Meine sehr geehrten Damen und Herren! In diesem Zusammenhang sind einige Dinge zu besprechen, die nicht mit der vorliegenden Immunitätsangelegenheit zu tun haben, sondern damit, wie das Parlament als Kollegialorgan mit Immunitätsfragen in der Vergangenheit umgegangen ist und in Zukunft umgehen wird.

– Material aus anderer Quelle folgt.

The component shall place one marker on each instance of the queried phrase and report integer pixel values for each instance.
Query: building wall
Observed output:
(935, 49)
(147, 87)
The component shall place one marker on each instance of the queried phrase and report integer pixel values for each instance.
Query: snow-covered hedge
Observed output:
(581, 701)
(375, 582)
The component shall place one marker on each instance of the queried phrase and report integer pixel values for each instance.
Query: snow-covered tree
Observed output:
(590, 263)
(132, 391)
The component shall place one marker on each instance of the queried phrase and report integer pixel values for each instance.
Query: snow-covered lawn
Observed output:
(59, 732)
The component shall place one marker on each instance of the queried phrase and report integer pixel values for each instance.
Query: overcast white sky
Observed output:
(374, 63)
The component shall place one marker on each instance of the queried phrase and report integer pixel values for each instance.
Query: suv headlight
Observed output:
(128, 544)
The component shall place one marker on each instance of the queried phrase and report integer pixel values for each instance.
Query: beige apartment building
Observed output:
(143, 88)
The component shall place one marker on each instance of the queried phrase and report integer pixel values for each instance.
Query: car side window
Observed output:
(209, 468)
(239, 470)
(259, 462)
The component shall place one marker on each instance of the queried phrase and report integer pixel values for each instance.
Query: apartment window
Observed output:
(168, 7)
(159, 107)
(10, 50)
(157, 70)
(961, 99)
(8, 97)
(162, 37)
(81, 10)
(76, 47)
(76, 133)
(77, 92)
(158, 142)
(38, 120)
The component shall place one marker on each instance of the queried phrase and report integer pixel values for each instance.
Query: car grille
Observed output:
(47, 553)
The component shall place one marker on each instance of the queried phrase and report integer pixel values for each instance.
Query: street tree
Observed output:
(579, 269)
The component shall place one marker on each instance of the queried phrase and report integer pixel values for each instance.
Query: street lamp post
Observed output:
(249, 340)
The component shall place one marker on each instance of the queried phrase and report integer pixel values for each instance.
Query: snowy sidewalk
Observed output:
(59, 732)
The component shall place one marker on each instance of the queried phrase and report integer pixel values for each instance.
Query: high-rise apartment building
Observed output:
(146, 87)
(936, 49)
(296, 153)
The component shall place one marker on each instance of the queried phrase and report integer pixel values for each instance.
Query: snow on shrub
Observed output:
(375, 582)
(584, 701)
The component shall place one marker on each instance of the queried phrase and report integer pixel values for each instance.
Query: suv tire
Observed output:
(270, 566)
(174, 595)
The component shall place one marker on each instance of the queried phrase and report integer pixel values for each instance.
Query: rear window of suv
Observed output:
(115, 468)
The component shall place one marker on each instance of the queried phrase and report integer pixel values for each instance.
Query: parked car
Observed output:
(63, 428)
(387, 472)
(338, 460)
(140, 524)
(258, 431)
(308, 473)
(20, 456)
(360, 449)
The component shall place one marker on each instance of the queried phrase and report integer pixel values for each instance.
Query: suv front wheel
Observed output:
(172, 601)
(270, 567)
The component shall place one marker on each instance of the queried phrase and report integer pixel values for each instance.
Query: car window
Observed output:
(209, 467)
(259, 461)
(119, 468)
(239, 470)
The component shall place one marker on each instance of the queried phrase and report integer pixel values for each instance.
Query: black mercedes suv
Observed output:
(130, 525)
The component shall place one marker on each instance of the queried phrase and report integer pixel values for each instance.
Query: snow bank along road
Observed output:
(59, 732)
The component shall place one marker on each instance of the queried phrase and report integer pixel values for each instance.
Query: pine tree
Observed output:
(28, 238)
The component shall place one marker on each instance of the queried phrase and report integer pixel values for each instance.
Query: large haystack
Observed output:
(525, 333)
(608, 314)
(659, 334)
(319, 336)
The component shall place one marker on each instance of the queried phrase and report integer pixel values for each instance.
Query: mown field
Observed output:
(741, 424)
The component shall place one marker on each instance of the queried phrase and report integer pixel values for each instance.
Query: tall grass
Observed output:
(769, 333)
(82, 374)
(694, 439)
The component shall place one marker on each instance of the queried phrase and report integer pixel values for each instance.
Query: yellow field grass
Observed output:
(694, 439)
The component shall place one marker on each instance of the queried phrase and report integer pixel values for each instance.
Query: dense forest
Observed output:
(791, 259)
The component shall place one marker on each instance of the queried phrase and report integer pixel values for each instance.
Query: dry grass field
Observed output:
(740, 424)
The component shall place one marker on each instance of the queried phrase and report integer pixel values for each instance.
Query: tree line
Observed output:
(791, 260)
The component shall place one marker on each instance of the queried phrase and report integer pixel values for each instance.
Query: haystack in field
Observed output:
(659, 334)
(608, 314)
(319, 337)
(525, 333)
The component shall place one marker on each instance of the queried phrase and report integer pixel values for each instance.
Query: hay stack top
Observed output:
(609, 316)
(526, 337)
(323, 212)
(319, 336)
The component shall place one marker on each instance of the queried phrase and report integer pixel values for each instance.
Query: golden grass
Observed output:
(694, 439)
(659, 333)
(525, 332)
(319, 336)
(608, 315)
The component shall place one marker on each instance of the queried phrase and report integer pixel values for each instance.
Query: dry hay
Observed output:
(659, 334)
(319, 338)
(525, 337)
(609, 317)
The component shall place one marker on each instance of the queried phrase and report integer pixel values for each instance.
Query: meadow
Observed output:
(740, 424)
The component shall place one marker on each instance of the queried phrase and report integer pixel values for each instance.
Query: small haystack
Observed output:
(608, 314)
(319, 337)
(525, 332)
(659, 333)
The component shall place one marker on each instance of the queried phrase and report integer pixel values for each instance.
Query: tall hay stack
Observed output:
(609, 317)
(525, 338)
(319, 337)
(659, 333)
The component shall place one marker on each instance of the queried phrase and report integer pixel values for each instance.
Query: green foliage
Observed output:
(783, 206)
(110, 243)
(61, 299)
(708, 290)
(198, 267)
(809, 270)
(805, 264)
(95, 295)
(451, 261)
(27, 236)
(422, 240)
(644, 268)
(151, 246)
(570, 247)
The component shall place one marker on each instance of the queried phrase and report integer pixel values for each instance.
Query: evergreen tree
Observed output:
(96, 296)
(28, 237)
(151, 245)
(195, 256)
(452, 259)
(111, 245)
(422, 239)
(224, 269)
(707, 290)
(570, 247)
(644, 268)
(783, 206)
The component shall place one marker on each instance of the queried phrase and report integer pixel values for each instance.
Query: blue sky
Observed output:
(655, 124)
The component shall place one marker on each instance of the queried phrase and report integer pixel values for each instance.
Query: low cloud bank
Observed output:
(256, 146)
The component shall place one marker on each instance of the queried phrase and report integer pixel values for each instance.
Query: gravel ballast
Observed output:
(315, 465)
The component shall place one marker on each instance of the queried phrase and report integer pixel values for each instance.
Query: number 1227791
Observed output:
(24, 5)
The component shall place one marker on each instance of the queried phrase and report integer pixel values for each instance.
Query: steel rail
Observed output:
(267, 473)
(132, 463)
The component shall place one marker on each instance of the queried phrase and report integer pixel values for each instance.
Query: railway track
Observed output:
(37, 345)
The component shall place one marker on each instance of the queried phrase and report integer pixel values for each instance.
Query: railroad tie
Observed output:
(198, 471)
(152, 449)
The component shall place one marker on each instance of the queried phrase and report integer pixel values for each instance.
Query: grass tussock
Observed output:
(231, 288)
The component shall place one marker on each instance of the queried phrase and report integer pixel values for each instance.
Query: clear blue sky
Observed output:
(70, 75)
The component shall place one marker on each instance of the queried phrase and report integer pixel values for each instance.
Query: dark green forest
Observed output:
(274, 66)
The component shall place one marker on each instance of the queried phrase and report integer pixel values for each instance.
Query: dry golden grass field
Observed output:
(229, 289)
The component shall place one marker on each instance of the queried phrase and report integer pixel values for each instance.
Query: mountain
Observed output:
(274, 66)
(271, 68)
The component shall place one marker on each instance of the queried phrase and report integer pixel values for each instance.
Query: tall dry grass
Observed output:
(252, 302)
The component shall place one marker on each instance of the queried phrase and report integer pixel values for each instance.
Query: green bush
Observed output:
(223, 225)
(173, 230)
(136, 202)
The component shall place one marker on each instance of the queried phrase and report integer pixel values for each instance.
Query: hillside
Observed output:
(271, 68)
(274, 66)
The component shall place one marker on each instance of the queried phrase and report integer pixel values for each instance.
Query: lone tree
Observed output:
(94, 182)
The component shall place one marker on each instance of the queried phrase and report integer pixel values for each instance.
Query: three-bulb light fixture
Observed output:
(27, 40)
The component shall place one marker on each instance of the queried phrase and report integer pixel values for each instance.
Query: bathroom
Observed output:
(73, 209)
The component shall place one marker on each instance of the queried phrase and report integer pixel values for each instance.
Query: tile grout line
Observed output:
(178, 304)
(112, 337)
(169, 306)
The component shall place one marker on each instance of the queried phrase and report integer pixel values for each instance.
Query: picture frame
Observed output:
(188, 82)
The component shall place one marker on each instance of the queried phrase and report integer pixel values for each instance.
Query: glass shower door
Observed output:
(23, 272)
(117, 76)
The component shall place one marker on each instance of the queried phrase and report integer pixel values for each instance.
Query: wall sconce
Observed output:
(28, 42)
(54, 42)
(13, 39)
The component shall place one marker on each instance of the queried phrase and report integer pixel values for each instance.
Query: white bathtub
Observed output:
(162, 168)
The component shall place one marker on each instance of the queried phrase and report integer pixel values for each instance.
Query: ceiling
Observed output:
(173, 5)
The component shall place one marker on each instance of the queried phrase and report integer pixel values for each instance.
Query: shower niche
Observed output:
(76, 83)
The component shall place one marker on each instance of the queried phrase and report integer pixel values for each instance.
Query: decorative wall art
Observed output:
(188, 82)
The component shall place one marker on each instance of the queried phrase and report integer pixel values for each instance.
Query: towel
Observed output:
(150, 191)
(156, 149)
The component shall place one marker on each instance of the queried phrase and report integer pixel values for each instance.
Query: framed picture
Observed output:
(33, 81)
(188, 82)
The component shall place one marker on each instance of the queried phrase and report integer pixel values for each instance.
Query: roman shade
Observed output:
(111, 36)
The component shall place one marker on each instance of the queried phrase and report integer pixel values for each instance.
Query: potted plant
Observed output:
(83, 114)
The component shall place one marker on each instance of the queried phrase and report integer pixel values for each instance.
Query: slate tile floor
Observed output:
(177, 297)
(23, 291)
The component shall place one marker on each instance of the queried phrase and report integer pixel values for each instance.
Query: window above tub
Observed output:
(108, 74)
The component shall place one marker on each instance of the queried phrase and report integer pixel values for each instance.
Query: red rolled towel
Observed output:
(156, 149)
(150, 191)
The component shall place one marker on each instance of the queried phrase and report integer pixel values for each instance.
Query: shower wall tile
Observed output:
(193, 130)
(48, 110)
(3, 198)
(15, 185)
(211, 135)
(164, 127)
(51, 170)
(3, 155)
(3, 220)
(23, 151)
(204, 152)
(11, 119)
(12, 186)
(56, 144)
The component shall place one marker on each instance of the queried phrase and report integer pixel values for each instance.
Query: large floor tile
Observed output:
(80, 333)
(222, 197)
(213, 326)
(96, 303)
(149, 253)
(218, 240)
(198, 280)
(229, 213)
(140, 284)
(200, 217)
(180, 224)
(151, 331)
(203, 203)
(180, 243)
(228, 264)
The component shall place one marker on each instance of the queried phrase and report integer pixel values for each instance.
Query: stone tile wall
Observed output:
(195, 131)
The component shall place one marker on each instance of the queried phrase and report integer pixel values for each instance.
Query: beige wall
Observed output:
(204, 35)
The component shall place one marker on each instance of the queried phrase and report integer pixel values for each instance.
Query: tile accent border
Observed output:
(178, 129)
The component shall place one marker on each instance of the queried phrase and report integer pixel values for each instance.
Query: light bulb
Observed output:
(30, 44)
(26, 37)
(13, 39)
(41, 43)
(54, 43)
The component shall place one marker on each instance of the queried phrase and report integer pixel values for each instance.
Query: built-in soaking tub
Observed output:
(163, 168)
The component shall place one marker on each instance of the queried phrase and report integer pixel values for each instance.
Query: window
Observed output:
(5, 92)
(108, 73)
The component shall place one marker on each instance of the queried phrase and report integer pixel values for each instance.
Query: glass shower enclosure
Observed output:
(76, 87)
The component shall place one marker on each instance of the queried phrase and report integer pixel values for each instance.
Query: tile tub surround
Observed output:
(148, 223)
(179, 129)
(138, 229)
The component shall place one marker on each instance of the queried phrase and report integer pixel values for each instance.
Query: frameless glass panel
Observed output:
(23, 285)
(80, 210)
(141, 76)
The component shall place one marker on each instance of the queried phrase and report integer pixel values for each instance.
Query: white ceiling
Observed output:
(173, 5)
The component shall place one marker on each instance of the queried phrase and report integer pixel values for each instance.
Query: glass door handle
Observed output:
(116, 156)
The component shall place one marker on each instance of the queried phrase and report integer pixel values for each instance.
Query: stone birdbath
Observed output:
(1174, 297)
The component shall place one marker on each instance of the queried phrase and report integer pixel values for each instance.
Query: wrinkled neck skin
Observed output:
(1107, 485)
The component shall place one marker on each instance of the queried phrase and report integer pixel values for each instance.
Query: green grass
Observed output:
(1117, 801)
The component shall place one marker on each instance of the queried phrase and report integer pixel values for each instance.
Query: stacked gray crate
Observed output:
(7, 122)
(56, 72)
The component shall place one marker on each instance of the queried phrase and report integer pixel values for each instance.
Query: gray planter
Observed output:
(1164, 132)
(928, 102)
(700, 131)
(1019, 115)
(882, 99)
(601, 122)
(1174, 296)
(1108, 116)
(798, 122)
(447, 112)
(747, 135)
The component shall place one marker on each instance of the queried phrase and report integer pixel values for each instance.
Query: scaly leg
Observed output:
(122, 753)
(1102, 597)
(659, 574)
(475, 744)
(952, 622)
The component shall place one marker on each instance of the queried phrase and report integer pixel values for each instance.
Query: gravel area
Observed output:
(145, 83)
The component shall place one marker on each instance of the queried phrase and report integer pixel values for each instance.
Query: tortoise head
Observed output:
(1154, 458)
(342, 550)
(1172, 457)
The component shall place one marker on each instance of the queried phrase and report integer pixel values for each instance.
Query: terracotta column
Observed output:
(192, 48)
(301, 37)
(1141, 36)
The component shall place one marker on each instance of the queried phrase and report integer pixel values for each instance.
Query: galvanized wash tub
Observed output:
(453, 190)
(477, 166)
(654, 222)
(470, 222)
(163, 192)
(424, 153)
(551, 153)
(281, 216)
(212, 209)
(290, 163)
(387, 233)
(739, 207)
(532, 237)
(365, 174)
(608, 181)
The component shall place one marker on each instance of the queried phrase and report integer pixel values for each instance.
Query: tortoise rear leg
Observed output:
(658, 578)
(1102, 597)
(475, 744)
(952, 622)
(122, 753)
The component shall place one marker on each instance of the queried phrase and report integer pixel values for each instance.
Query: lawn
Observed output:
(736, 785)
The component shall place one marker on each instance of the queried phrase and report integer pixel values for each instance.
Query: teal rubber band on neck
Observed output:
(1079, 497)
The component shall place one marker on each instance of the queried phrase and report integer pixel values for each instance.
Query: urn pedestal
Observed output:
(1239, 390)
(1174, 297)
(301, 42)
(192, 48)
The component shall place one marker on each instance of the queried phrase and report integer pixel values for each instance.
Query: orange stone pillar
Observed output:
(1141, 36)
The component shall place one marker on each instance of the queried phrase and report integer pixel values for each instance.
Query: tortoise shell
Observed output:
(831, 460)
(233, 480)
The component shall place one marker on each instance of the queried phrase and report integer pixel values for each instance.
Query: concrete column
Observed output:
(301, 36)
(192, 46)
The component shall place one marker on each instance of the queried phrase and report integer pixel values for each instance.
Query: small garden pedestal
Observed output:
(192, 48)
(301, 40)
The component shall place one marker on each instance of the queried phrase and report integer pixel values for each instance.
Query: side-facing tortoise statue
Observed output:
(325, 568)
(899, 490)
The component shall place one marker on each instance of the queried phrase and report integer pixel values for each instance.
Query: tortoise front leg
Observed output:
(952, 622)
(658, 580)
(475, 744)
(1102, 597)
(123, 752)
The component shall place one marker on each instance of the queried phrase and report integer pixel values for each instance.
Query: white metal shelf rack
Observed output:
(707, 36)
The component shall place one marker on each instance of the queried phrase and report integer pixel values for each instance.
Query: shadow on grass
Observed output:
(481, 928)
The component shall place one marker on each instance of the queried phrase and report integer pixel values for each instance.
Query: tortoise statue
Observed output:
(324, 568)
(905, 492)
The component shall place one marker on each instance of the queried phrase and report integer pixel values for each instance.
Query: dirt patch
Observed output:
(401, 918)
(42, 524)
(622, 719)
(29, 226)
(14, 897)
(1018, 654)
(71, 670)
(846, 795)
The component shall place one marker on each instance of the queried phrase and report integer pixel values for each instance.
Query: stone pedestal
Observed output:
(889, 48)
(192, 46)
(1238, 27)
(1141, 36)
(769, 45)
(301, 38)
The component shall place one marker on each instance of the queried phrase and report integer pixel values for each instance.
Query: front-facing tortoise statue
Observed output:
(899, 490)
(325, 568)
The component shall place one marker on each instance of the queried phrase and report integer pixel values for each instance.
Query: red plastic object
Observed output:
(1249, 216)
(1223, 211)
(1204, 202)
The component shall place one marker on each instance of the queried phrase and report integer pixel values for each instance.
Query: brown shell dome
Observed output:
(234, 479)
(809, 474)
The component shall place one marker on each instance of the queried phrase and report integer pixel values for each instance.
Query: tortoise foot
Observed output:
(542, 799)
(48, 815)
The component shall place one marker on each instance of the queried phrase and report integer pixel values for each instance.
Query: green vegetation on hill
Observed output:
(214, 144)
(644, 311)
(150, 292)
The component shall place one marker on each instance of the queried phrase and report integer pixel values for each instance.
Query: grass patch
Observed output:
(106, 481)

Ich darf in Erinnerung rufen, dass im Jahre 1996 auf Grund verschiedener Vorkommnisse das Haus mit Mehrheit beschlossen hat, Bürger in der Wahrnehmung ihrer Rechte und in der Wahrnehmung ihrer Würde vor Politikern, die sie beschimpfen, herabwürdigen oder sich ihnen gegenüber kreditschädigend verhalten, dadurch zu schützen, dass in solchen Fällen trotz des Vorliegens eines politischen Zusammenhanges eine Auslieferung des entsprechenden Abgeordneten erfolgen wird. Diese Regelung hat dazu geführt, dass es zu einer Verringerung der Anzahl der Tatbestände gekommen ist und dass selbst diejenigen, die Mitglieder des Hohen Hauses waren und in den Jahren zuvor vehement und immer stärker und immer öfter Bürger in ihrer Würde beeinträchtigt haben, ausgeliefert wurden.
Die Anzahl solcher Fälle hat sich also verringert, und diese Entscheidungspraxis des Immunitätsausschusses hat sich auch bewährt – bis zu jener Abstimmung, die vor einigen Wochen hier im Haus durchgeführt wurde, wo der Immunitätsausschuss zwar einer Auslieferung zugestimmt hatte, aber bei der Abstimmung hier im Haus ein Großteil der Fraktionsmitglieder der ÖVP und der Freiheitlichen ihren Klubobleuten nicht gefolgt ist und der Auslieferung einer Abgeordneten dieses Hauses nicht zugestimmt hat.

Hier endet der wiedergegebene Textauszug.